I Drowning The Light sono una black metal band australiana attiva dal 2003 ma con alle spalle numerose uscite. La produttività di questo gruppo è stupefacente (una media di due full-length all’anno più vari split ed Ep), considerando che il livello qualitativo non è niente male, rapportato a tutti i limiti formali che il loro black metal di scuola classica può portare con sé. “An Allignment Of Dead Stars” e lo capiamo già osservandone la copertina, insegue i canoni del panorama in questione, ma ci sono tutti i crismi perché questa uscita possa essere degna dell’interesse dei supporters della scena.

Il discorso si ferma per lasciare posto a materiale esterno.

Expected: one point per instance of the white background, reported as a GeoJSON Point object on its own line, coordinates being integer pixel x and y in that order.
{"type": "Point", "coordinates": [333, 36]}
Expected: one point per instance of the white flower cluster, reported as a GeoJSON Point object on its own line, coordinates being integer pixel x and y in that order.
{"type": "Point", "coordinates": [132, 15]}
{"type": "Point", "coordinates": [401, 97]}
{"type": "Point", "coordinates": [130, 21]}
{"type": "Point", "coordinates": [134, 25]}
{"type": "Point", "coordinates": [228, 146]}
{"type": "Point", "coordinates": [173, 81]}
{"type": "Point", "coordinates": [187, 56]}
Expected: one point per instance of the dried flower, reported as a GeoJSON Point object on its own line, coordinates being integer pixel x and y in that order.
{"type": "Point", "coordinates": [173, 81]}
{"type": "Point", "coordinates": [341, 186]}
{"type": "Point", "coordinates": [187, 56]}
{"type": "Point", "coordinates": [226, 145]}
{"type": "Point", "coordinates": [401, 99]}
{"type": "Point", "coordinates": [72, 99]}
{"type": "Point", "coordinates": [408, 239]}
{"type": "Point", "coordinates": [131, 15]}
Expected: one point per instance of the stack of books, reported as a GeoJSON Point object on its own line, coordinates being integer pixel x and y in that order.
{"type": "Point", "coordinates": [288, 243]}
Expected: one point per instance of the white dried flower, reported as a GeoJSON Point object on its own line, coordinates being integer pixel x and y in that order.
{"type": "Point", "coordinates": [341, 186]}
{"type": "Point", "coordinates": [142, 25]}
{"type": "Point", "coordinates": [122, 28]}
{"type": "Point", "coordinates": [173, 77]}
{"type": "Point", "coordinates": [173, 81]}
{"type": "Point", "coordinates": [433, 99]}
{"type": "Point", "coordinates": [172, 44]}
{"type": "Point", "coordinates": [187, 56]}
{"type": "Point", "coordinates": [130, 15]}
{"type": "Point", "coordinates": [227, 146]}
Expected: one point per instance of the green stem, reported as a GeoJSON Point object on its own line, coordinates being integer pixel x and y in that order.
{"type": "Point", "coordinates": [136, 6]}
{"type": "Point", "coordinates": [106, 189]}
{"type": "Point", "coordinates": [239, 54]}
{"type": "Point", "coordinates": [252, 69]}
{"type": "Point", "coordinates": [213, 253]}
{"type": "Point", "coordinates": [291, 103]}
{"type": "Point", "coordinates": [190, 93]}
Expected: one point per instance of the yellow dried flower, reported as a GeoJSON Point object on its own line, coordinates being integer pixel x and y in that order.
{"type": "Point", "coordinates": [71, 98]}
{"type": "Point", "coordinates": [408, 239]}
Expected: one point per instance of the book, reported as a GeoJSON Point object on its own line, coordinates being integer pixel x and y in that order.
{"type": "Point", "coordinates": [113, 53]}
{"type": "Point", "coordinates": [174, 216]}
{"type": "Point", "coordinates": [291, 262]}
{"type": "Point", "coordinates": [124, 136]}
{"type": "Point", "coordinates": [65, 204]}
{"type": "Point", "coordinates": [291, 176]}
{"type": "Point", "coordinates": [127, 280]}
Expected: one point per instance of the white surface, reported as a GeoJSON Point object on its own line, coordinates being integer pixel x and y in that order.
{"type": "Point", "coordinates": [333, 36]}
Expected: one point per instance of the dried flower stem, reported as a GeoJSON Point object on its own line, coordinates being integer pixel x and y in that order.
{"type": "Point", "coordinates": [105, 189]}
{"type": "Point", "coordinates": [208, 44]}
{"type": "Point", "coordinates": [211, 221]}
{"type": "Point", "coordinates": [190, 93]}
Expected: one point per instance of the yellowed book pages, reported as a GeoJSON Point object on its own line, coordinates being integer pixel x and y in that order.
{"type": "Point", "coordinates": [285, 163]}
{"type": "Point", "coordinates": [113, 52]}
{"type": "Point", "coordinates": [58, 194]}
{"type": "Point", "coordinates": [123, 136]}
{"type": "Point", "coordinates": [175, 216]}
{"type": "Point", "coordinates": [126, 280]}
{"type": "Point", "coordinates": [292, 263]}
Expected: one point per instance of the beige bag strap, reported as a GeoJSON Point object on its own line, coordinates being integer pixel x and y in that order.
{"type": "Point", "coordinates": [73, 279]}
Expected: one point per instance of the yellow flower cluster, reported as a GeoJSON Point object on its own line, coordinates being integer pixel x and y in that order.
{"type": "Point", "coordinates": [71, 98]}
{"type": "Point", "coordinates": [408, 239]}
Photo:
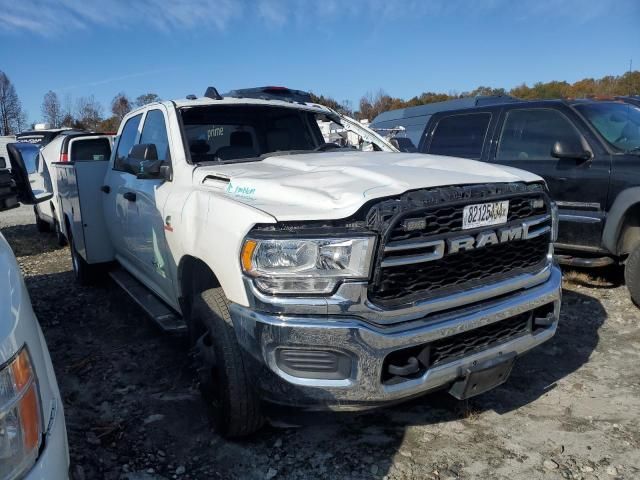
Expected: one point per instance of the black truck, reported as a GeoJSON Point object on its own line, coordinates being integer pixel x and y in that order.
{"type": "Point", "coordinates": [588, 152]}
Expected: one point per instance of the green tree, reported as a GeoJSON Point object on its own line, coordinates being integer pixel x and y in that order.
{"type": "Point", "coordinates": [12, 119]}
{"type": "Point", "coordinates": [147, 98]}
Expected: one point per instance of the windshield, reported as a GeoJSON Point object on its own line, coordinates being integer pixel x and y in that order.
{"type": "Point", "coordinates": [618, 123]}
{"type": "Point", "coordinates": [248, 132]}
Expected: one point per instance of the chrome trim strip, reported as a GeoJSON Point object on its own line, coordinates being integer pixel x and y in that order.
{"type": "Point", "coordinates": [579, 205]}
{"type": "Point", "coordinates": [351, 299]}
{"type": "Point", "coordinates": [437, 253]}
{"type": "Point", "coordinates": [397, 246]}
{"type": "Point", "coordinates": [578, 218]}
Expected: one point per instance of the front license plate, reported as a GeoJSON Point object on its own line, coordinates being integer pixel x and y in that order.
{"type": "Point", "coordinates": [483, 214]}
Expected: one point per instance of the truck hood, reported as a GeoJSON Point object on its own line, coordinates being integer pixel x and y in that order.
{"type": "Point", "coordinates": [335, 185]}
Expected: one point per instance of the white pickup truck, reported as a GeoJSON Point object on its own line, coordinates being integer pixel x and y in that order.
{"type": "Point", "coordinates": [311, 274]}
{"type": "Point", "coordinates": [33, 437]}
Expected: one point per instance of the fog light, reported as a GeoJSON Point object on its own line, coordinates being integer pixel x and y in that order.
{"type": "Point", "coordinates": [315, 364]}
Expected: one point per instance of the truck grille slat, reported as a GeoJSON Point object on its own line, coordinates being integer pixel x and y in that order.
{"type": "Point", "coordinates": [411, 266]}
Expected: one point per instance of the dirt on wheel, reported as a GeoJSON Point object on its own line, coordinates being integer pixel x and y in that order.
{"type": "Point", "coordinates": [571, 408]}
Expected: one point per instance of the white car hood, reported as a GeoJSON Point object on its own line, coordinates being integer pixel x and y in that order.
{"type": "Point", "coordinates": [334, 185]}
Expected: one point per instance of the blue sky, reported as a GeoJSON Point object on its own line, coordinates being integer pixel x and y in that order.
{"type": "Point", "coordinates": [341, 48]}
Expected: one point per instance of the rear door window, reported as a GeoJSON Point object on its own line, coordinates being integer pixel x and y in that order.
{"type": "Point", "coordinates": [460, 135]}
{"type": "Point", "coordinates": [529, 134]}
{"type": "Point", "coordinates": [95, 149]}
{"type": "Point", "coordinates": [126, 141]}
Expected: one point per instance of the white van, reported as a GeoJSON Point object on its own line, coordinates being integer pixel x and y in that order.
{"type": "Point", "coordinates": [33, 437]}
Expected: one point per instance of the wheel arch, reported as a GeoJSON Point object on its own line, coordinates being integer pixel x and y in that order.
{"type": "Point", "coordinates": [622, 228]}
{"type": "Point", "coordinates": [194, 276]}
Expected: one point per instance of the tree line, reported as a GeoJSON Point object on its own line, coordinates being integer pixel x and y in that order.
{"type": "Point", "coordinates": [371, 105]}
{"type": "Point", "coordinates": [88, 113]}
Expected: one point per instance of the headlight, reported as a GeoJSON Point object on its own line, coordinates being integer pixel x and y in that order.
{"type": "Point", "coordinates": [20, 416]}
{"type": "Point", "coordinates": [306, 265]}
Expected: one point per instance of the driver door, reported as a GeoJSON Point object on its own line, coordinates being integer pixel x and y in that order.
{"type": "Point", "coordinates": [145, 225]}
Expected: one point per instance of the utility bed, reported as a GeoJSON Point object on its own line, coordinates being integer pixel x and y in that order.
{"type": "Point", "coordinates": [80, 198]}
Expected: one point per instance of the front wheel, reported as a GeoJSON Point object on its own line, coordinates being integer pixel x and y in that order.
{"type": "Point", "coordinates": [222, 369]}
{"type": "Point", "coordinates": [632, 274]}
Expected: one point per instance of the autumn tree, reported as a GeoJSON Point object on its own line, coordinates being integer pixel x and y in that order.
{"type": "Point", "coordinates": [51, 109]}
{"type": "Point", "coordinates": [146, 98]}
{"type": "Point", "coordinates": [12, 118]}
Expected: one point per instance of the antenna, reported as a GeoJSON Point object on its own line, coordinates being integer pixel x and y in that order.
{"type": "Point", "coordinates": [212, 93]}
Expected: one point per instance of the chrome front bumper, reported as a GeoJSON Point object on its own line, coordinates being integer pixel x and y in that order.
{"type": "Point", "coordinates": [368, 342]}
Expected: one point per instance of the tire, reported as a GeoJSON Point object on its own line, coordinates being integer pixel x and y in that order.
{"type": "Point", "coordinates": [85, 273]}
{"type": "Point", "coordinates": [222, 367]}
{"type": "Point", "coordinates": [632, 274]}
{"type": "Point", "coordinates": [61, 240]}
{"type": "Point", "coordinates": [41, 225]}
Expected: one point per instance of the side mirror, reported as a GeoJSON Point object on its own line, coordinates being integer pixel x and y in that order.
{"type": "Point", "coordinates": [570, 150]}
{"type": "Point", "coordinates": [8, 194]}
{"type": "Point", "coordinates": [33, 187]}
{"type": "Point", "coordinates": [146, 165]}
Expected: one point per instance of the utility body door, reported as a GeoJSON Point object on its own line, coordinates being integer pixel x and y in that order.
{"type": "Point", "coordinates": [524, 139]}
{"type": "Point", "coordinates": [80, 198]}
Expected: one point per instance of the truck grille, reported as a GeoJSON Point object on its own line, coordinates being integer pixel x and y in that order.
{"type": "Point", "coordinates": [401, 278]}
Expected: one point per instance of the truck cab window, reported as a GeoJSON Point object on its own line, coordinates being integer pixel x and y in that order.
{"type": "Point", "coordinates": [126, 141]}
{"type": "Point", "coordinates": [155, 131]}
{"type": "Point", "coordinates": [460, 135]}
{"type": "Point", "coordinates": [529, 134]}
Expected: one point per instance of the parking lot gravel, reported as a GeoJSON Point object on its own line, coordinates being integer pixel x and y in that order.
{"type": "Point", "coordinates": [571, 408]}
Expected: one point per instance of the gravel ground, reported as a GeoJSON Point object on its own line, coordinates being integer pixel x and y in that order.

I brani alternano momenti di puro terrore dettati dalla velocità d’esecuzione e dal raggelante screaming di Azgorh a delle parentesi ragionate in cui i fraseggi acustici, sempre molto oscuri e decadenti, chiamano in causa un certo tipo di ambient. Brani come “The Cult Of Shadows” e “Vampyre (The Broken Dirge Of Aristocracy)” suonano epici e carichi di enfasi, benché il riffing scarnificante e la potenza della sezione ritmica, proseguano incorrotti.

Spiace solo che l’ascolto si perda in una lunghezza eccessiva e che questa comporti alcune ripetizioni evitabili, ma “An Allignment Of Dead Stars”, al di là della pochezza formale, non mancherà di soddisfare i fanatici del panorama underground.